(Reuters) – England spinner Jack Leach said he hoped to put behind him the bad memories of the last time he toured New Zealand when food poisoning left him fearing for his life.
The 31-year-old, who suffers from Crohn’s disease, contracted sepsis on the eve of the second test in Hamilton in 2019 and ended up seriously ill in hospital.
“It was food poisoning but it turned into sepsis and because the medication I take for Crohn’s weakens my immune system it really attacked my body and I couldn’t fight it off,” Leach told reporters yesterday at the same hotel where he fell ill.
“I was on a drip in hospital and was having antibiotics in the other arm. It slowly got worse and worse and went on for some time.
“Those bad memories came back when I walked into this hotel again today but that’s all in the past and I’m having too much fun to get sick again now!”
Leach has come a long way since then and took 15 wickets in England’s 3-0 series win in Pakistan in December, taking his total test haul in 2022 to 46 — a figure bettered only by Australia’s Nathan Lyon and Kagiso Rabada of South Africa.
England will play one two-day warm-up game before the two-test series against New Zealand and Leach said the relaxed approach taken by coach Brendon McCullum is working well.

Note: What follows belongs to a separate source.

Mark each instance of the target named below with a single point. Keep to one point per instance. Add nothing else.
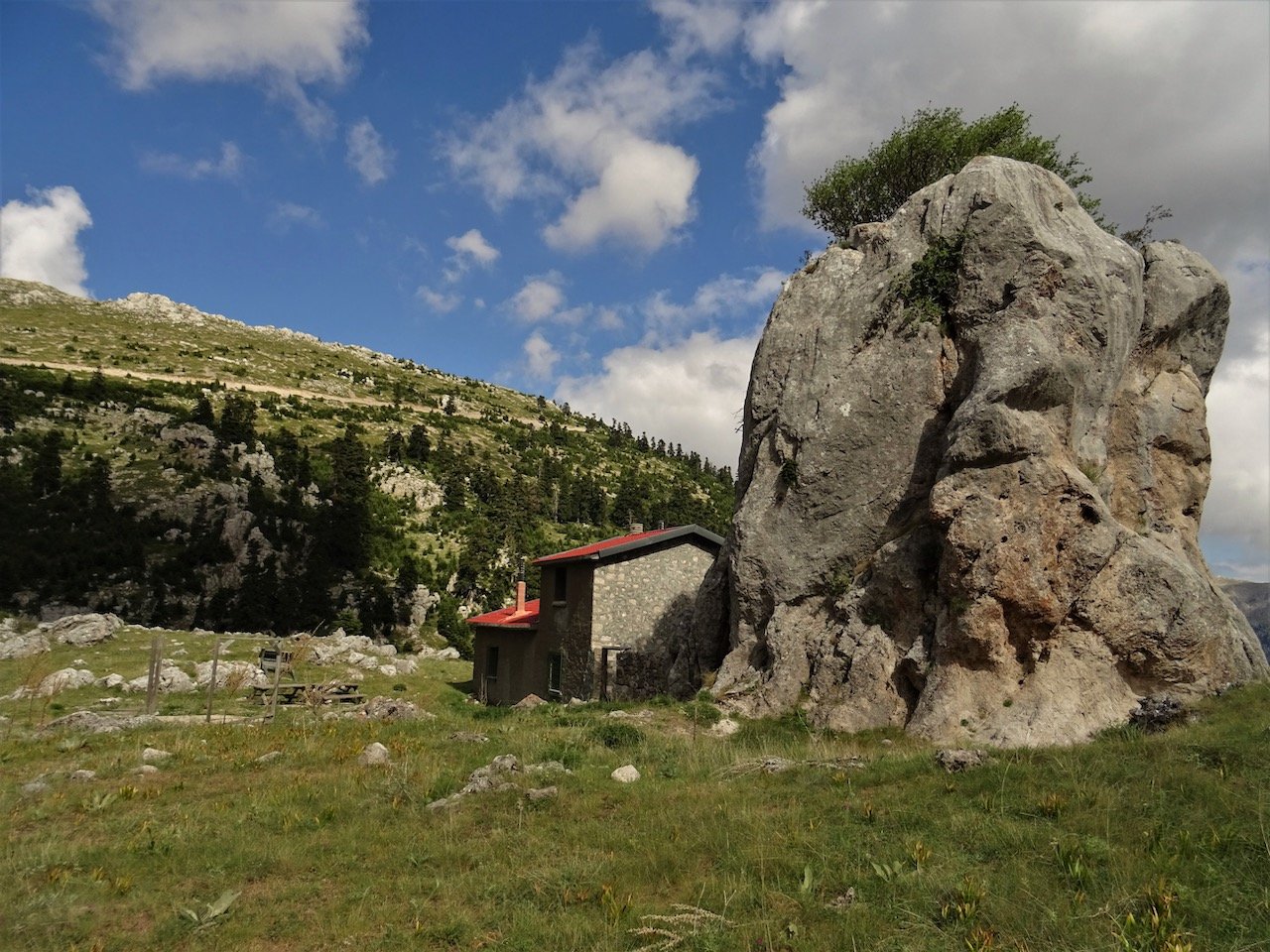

“Five-day Tests are hard work,” the 31-year-old left-armer told the BBC. “You want to be a mixture of ready to go and fresh. We are trusting ourselves and trusting each other a lot better. Trust goes a long way in terms of putting in good performances. That relaxed feeling is definitely paying off.
“We’re working smarter as a group and it’s about peaking for that first Test.”
The first test at Tauranga begins on Feb. 16 with the second match starting in Wellington on Feb. 23.